1.3. performing Mosaic-9 data enhancement processing on the selected picture;

1.4. k-means cluster analysis is carried out on the real label samples in the data set;

1.5. constructing a road identification detection model YOLOv7-SDB based on the improved YOLOv 7;

1.6. leading the training set into a detection model for training to obtain a road identification detection model;

1.7. and carrying out road identification detection on the test set by the detection model.

2. The improved YOLOv 7-based road marking target detection method of claim 1, wherein the step 1.3. Mosaic-9 data enhancement procedure comprises:

randomly selecting 9 pictures, performing augmentation operation on the 9 pictures respectively, and pasting the 9 pictures to the corresponding positions of the masks with the same size as the final output image respectively; augmentation operations include random clipping, scaling, alignment, and gamut variation; and obtaining a new picture and enriching the data set.

3. The improved YOLOv 7-based road identification target detection method according to claim 1, wherein the K-means clustering algorithm in step 1.4 clusters the widths and heights of all target frames contained in the training set to obtain 9 most representative combinations of widths and heights, and the 9 anchors are divided into 3 groups according to the sizes of the widths and the heights.

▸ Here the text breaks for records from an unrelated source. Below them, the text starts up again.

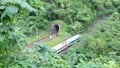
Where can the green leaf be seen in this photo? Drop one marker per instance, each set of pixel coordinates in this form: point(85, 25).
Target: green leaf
point(27, 6)
point(2, 7)
point(11, 1)
point(10, 11)
point(1, 38)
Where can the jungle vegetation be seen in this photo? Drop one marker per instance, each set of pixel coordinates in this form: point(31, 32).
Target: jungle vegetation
point(99, 47)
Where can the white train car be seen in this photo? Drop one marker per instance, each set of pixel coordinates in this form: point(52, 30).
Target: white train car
point(62, 46)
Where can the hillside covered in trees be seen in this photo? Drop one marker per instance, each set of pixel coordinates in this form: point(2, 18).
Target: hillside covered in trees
point(22, 21)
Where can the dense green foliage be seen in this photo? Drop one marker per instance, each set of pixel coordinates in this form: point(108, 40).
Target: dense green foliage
point(24, 18)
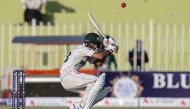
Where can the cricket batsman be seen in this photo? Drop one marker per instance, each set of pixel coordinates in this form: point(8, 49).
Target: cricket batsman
point(94, 50)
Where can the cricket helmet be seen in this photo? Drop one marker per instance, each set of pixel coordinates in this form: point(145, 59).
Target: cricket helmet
point(93, 38)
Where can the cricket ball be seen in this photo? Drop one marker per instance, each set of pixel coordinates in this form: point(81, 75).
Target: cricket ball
point(123, 5)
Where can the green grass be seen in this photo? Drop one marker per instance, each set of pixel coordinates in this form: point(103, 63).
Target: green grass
point(3, 107)
point(75, 11)
point(106, 10)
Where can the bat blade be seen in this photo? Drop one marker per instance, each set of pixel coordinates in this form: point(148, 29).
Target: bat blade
point(95, 25)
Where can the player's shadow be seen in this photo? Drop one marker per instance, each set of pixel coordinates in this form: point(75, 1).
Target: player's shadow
point(53, 7)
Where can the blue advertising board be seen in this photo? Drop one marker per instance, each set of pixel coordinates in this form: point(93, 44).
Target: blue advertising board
point(149, 84)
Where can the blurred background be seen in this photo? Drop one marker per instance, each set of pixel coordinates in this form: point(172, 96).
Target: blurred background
point(151, 68)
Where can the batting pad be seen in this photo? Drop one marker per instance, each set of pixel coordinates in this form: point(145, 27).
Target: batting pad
point(95, 91)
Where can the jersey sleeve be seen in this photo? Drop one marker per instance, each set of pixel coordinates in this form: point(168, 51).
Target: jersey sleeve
point(87, 51)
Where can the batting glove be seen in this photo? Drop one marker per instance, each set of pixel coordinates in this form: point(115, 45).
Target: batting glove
point(110, 48)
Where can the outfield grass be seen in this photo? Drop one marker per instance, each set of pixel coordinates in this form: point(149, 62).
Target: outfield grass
point(160, 10)
point(3, 107)
point(171, 11)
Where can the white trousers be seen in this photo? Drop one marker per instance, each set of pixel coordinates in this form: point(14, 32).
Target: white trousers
point(75, 81)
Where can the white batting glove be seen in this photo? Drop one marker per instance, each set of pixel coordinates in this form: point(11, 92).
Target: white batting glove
point(110, 48)
point(109, 41)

4. The method for detecting a road marking target based on improved YOLOv7 as claimed in claim 1, wherein the construction of the road marking detection model YOLOv7-SDB structure improvement based on improved YOLOv7 in step 1.5 comprises:

firstly, performing concha splicing operation on 6 conv convolutions in an ELAN block in a back band part in a detection network and a CBS block, then respectively introducing GAM (Global Attention Mechanism) attention modules after each concha operation in a Head part, and finally replacing an SPPCSPC module in the Head part with an SPPFCSPC module by referring to the idea of SPPF. For the final output 32 times downsampled feature map C5 of the Backbone, then the number of channels goes from 1024 to 512 through the SPPFCSPC module. Fusing the P3 layer, the P4 layer and the P5 layer with the C4 layer and the C3 layer in a top-down mode; and then fusing with the P4 layer and the P5 layer in a bottom-up mode. Finally, three detection layers with different sizes of 80×80, 40×40 and 20×20 are obtained, wherein 80×80 is used for detecting small targets, 40×40 is used for detecting small targets and 20×20 is used for detecting medium targets.

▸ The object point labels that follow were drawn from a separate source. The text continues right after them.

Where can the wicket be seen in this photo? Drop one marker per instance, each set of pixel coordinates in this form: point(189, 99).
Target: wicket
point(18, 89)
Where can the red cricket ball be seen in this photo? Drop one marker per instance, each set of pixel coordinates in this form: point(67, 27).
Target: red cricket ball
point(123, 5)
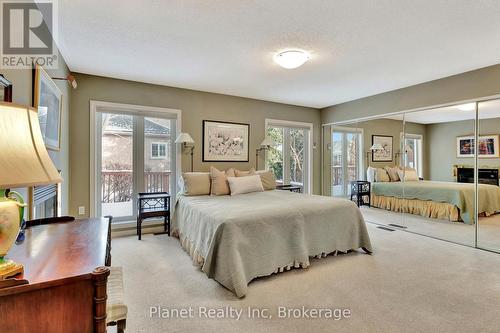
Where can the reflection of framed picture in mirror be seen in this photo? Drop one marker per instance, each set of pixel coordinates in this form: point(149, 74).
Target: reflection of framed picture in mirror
point(488, 146)
point(5, 89)
point(384, 155)
point(48, 100)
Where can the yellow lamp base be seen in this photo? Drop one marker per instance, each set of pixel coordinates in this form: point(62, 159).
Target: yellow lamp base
point(9, 269)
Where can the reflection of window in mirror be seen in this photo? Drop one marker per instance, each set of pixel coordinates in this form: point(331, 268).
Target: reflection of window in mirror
point(411, 145)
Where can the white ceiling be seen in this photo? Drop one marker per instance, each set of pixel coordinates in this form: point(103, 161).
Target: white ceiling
point(359, 47)
point(486, 110)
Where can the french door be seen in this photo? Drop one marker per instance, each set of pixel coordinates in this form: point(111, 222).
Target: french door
point(134, 153)
point(347, 159)
point(289, 159)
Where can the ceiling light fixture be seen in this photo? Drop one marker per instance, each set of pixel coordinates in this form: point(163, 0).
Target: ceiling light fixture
point(467, 107)
point(291, 59)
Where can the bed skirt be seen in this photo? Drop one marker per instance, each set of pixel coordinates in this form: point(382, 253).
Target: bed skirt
point(431, 209)
point(198, 260)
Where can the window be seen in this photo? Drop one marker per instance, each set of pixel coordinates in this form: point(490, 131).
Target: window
point(132, 150)
point(413, 155)
point(158, 150)
point(347, 159)
point(290, 158)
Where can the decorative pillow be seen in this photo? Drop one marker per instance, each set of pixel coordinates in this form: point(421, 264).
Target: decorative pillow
point(220, 186)
point(393, 173)
point(196, 183)
point(371, 174)
point(267, 178)
point(241, 185)
point(239, 173)
point(409, 175)
point(381, 175)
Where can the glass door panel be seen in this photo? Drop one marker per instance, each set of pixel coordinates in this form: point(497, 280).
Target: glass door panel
point(288, 158)
point(297, 148)
point(274, 158)
point(353, 159)
point(346, 159)
point(116, 160)
point(488, 231)
point(338, 183)
point(135, 154)
point(157, 155)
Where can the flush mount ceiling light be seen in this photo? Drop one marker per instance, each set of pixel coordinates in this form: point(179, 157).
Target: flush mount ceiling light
point(291, 59)
point(467, 107)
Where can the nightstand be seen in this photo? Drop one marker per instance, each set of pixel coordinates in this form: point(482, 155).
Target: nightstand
point(361, 189)
point(291, 188)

5. The improved YOLOv 7-based road marking target detection method of claim 1, wherein the GAM attention module comprises:

the GAM attention mechanism can stably promote by designing a mechanism for reducing feature information generation and amplifying global dimension interaction featuresPerformance of model test. Defining an input feature map as

Intermediate state variable ∈ ->

And final output +.>

The expression of (2) is shown in formula 1:

,/>

（1）

wherein,,

and->

Channel and spatial attention patterns, respectively, +.>

Representing a calculated multiplication of the element pattern. Input features->

Finally, a signal is output as +.>

6. The improved YOLOv 7-based road marking target detection method of claim 1, wherein the SPPFCSPC module comprises:

the SPPFCSPC module is based on the SPPCSPC module according to the idea of SPPF, with the difference that the SPPFCSPC module processes the 3 largest pooling layers sequentially, and can achieve a speed boost with unchanged receptive field.

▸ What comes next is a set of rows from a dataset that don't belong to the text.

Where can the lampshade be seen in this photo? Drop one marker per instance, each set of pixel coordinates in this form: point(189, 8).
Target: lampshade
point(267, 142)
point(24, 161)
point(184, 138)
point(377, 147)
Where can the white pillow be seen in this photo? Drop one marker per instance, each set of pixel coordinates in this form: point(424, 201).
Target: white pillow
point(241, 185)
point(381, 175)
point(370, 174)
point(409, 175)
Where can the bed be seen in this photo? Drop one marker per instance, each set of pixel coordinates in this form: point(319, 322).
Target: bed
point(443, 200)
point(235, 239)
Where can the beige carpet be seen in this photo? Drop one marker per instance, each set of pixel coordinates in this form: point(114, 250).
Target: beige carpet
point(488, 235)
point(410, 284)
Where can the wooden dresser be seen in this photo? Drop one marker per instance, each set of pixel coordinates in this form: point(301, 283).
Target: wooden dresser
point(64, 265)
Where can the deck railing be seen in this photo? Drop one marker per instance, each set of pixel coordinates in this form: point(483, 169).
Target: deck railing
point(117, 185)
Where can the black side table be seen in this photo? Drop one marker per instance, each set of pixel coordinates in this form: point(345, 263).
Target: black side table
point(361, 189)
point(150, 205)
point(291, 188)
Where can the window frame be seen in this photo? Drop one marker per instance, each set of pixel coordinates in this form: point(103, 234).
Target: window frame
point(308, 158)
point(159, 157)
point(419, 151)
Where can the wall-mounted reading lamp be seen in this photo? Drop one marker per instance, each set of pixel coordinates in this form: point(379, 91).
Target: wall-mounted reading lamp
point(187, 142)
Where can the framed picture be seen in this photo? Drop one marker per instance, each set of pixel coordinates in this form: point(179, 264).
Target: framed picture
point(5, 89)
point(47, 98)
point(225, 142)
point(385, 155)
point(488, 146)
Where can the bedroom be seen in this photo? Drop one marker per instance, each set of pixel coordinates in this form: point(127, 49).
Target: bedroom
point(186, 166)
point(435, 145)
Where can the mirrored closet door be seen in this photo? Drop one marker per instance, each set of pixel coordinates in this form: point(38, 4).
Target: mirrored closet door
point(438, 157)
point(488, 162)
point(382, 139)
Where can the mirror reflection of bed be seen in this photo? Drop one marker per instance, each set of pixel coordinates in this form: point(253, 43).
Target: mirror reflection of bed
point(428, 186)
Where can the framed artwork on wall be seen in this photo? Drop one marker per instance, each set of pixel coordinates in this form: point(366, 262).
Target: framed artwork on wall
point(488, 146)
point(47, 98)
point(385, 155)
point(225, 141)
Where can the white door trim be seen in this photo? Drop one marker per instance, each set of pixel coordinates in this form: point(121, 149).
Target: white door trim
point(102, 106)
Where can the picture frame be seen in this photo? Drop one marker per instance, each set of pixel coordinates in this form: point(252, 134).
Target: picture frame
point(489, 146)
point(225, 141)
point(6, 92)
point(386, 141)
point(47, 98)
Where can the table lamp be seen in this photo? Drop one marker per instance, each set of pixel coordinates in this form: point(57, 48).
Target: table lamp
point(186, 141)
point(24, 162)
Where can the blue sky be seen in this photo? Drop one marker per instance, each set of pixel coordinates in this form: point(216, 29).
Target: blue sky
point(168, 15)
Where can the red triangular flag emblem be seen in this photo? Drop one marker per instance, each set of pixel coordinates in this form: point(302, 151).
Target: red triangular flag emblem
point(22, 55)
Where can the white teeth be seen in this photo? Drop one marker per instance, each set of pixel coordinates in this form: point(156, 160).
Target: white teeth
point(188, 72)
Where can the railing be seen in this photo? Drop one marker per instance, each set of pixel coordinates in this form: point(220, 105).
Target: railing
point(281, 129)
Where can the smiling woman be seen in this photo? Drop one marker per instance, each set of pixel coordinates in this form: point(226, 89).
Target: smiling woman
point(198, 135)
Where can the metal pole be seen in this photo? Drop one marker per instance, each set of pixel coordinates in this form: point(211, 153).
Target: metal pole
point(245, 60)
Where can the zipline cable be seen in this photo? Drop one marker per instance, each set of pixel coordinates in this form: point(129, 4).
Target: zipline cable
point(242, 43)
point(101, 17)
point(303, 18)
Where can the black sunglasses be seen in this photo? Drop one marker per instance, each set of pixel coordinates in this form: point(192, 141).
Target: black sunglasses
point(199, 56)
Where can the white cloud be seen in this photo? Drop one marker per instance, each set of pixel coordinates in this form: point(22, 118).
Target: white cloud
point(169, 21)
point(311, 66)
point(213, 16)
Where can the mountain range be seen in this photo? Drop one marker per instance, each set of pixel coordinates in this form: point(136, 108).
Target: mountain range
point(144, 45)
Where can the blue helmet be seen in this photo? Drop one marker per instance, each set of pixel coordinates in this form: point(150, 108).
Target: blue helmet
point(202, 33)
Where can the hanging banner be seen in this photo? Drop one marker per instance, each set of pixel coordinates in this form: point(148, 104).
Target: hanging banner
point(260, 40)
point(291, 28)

7. The road marking target detection method based on modified YOLOv7 as claimed in claim 1, wherein a Learning rate (Learning rate) of the road marking detection model based on modified YOLOv7 is set to 0.01, an optimizer is selected to be a random gradient descent (SGD), a Momentum (Momentum) is set to 0.937, a training iteration number (Batch) is 300 rounds, a Batch Size (batch_size) is 16, and a sio_loss is used as a boundary loss function.